Geochemical signs point to a post-impact hydrothermal lake that may have hosted microbial communities for thousands of years.

Overview

  • A Korea Institute of Geoscience and Mineral Resources team led by Jaesoo Lim published the peer-reviewed study in late May 2026 reporting stromatolites beneath the Hapcheon (Jeokjung–Chogye) crater.
  • The researchers found multiple layered structures about 10 to 20 centimeters across buried in the northwestern part of the crater that match stromatolite morphology.
  • Chemical analyses showed europium enrichment and elevated calcium, calcite, and sulfur, a suite of signals commonly linked to hot, mineral-rich hydrothermal fluids.

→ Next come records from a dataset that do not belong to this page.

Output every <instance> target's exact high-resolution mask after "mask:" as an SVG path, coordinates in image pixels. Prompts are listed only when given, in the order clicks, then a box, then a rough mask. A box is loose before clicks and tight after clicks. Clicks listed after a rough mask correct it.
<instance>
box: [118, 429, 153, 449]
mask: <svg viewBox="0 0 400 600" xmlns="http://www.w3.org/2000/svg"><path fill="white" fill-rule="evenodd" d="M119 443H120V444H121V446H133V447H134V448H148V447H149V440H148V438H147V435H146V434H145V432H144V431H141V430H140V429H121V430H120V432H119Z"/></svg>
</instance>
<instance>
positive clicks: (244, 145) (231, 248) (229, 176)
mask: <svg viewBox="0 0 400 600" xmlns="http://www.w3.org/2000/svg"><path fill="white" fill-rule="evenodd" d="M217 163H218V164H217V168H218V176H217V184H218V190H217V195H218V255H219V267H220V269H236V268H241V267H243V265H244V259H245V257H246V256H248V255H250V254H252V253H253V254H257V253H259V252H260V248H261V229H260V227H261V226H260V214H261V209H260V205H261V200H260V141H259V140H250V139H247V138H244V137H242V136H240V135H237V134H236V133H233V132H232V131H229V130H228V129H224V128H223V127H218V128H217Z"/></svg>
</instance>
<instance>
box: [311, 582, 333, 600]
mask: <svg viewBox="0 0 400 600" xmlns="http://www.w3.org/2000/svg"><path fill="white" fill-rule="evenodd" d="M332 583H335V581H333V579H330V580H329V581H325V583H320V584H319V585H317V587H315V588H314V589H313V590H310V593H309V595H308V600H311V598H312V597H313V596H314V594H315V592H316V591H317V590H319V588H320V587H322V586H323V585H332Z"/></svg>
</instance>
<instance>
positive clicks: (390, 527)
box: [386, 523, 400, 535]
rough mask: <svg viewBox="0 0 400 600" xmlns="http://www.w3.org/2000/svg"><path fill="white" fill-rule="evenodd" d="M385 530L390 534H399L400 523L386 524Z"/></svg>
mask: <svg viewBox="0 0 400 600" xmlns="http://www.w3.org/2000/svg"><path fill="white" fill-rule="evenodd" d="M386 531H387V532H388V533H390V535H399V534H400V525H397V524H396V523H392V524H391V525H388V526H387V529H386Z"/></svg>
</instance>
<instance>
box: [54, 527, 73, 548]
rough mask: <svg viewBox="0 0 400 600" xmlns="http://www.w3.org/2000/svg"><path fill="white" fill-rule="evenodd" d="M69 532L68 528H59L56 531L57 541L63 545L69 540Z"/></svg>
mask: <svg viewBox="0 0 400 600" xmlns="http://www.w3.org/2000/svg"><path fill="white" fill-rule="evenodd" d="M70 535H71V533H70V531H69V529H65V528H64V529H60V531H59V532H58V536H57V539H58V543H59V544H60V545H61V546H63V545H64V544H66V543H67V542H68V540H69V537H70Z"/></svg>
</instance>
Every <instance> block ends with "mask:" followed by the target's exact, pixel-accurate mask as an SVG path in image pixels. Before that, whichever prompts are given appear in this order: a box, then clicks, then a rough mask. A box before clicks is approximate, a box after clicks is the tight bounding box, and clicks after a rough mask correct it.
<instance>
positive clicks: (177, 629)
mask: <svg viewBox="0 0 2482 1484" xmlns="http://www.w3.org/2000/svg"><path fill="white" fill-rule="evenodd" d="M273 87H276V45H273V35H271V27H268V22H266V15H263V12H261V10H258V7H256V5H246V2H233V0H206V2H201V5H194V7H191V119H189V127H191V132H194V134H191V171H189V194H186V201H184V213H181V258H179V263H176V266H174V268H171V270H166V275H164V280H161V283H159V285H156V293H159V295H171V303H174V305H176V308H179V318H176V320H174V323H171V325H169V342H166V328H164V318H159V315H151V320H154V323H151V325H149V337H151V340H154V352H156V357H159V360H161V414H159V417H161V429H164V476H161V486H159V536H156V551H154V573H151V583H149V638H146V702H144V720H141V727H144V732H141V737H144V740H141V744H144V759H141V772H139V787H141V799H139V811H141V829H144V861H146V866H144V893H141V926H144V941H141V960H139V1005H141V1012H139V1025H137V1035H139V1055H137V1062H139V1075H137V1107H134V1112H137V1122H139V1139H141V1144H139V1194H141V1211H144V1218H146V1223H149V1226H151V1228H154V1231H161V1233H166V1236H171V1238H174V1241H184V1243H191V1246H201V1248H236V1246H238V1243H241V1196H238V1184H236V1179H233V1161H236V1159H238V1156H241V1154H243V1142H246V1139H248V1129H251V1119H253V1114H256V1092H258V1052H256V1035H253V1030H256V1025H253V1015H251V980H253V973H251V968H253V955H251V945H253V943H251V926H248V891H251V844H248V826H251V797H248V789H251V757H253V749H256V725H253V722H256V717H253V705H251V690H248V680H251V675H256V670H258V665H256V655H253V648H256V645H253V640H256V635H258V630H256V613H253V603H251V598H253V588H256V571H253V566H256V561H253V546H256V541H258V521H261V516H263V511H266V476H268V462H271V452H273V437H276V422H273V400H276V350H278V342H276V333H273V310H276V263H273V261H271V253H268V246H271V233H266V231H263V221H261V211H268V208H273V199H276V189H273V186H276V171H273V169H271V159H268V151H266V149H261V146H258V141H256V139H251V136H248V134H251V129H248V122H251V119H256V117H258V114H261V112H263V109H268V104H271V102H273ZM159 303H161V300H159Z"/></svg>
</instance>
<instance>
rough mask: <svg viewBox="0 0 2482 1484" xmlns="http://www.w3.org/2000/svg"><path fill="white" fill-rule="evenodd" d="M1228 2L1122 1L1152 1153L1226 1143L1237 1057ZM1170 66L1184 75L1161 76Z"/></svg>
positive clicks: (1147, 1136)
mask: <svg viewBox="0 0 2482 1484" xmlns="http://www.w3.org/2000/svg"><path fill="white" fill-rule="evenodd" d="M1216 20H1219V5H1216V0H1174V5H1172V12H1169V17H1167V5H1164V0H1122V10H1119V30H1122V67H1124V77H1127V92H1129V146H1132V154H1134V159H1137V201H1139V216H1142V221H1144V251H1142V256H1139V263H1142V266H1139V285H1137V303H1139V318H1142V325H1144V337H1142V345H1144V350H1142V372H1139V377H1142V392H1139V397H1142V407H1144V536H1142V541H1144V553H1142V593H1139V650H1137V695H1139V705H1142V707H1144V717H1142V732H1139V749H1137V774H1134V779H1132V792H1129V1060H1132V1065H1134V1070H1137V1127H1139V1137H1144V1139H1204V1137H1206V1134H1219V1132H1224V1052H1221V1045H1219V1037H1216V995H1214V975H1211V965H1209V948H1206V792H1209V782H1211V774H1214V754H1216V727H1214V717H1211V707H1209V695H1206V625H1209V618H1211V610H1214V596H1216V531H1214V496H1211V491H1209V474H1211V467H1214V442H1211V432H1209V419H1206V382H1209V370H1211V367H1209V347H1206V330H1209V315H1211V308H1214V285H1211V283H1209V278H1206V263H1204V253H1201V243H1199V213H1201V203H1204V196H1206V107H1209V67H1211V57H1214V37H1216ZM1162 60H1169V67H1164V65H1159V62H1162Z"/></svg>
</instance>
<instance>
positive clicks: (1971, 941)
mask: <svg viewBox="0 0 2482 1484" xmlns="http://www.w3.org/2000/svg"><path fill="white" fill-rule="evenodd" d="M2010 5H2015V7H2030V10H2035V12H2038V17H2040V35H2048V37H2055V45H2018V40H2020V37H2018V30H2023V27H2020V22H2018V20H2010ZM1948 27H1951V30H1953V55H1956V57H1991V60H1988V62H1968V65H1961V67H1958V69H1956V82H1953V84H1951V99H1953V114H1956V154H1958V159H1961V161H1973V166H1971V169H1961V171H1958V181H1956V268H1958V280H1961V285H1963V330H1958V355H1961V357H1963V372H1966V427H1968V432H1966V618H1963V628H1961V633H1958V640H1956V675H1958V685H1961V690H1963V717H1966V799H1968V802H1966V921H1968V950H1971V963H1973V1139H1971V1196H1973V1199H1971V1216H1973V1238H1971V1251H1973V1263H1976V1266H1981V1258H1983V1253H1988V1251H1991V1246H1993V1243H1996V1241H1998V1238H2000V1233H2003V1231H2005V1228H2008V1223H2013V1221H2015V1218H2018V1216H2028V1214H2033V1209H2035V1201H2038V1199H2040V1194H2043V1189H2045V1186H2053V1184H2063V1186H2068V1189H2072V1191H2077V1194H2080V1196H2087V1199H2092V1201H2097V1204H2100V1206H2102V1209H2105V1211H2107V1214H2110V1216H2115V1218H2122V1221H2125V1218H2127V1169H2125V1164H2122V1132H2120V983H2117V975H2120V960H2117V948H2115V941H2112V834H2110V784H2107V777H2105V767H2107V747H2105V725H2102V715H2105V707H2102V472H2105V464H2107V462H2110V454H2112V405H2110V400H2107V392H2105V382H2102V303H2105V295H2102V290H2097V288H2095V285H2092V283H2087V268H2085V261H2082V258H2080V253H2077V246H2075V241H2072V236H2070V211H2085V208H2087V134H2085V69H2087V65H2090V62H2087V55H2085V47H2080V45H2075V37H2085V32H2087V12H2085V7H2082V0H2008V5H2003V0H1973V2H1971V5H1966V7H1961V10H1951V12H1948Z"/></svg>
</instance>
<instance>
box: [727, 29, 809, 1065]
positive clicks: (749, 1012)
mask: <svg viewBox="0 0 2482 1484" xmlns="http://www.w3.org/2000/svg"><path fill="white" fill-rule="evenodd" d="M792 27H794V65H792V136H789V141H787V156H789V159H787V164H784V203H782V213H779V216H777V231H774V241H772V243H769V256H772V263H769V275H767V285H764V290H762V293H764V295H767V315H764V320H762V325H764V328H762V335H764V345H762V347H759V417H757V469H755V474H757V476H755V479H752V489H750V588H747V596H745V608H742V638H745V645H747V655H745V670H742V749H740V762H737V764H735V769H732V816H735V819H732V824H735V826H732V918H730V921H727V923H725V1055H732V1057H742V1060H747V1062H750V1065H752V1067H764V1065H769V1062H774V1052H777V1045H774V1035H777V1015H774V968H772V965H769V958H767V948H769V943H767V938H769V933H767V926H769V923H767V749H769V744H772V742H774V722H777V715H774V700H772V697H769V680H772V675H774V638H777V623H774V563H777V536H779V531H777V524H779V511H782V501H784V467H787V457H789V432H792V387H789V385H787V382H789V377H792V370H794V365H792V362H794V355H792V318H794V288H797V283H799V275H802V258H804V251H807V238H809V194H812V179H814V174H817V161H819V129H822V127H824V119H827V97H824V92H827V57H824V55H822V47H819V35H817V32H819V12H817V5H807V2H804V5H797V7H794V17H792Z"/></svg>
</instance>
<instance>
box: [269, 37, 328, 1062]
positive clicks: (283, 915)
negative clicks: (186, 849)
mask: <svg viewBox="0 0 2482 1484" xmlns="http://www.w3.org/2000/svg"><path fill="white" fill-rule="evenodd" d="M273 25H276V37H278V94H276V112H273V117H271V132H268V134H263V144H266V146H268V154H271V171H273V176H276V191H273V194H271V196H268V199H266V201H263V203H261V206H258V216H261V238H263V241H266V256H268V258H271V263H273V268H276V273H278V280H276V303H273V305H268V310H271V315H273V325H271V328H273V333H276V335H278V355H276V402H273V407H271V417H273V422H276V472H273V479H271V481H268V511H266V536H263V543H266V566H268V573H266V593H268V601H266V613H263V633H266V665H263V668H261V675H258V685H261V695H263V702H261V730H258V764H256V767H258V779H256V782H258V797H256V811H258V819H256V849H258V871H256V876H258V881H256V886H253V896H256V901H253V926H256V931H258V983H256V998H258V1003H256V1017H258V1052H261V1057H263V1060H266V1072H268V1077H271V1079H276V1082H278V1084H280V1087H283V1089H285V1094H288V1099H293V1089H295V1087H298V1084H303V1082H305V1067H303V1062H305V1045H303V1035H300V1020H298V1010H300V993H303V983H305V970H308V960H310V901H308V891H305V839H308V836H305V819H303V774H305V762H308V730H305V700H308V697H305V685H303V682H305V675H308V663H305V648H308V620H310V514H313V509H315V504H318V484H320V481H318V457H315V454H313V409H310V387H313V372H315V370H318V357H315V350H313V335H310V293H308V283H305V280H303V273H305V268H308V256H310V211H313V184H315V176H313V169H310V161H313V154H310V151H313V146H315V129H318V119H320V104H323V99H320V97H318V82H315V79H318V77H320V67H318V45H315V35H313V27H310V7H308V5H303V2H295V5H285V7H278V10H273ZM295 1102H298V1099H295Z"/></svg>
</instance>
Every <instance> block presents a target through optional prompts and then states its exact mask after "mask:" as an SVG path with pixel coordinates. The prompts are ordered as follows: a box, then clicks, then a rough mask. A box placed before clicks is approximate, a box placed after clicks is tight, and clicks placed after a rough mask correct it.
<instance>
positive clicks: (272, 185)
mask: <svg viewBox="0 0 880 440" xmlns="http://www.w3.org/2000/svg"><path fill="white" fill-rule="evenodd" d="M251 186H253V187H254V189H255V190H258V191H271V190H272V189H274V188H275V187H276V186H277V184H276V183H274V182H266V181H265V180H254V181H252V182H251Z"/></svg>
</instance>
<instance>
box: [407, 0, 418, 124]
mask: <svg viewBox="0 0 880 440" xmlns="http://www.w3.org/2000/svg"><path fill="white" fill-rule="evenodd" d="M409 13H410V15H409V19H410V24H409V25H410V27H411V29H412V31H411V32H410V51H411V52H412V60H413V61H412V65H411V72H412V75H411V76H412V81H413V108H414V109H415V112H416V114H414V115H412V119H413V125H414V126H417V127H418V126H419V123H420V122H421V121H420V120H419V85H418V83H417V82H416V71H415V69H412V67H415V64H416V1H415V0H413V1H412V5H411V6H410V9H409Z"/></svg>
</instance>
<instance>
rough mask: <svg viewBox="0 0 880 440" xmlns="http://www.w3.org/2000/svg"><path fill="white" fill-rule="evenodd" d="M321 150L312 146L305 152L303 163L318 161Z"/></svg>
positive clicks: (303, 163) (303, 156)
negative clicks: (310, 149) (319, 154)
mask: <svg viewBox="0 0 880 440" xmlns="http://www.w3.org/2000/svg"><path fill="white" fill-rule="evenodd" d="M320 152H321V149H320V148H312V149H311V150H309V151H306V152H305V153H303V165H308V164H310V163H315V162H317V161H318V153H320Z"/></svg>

  • Radiocarbon dates on stromatolite material fall roughly between 23,400 and 14,600 years ago, which suggests the post-impact hydrothermal lake lasted for tens of millennia but the team notes age reversals and possible older-carbon contamination that make exact timing uncertain.
  • The authors propose impact-created crater lakes could have served as temporary microbial refuges and localized oxygen-producing zones on early Earth and that similar buried signals make crater-hydrothermal sites promising targets in the search for past life on Mars, but they call for more fieldwork and tighter dating to test those ideas.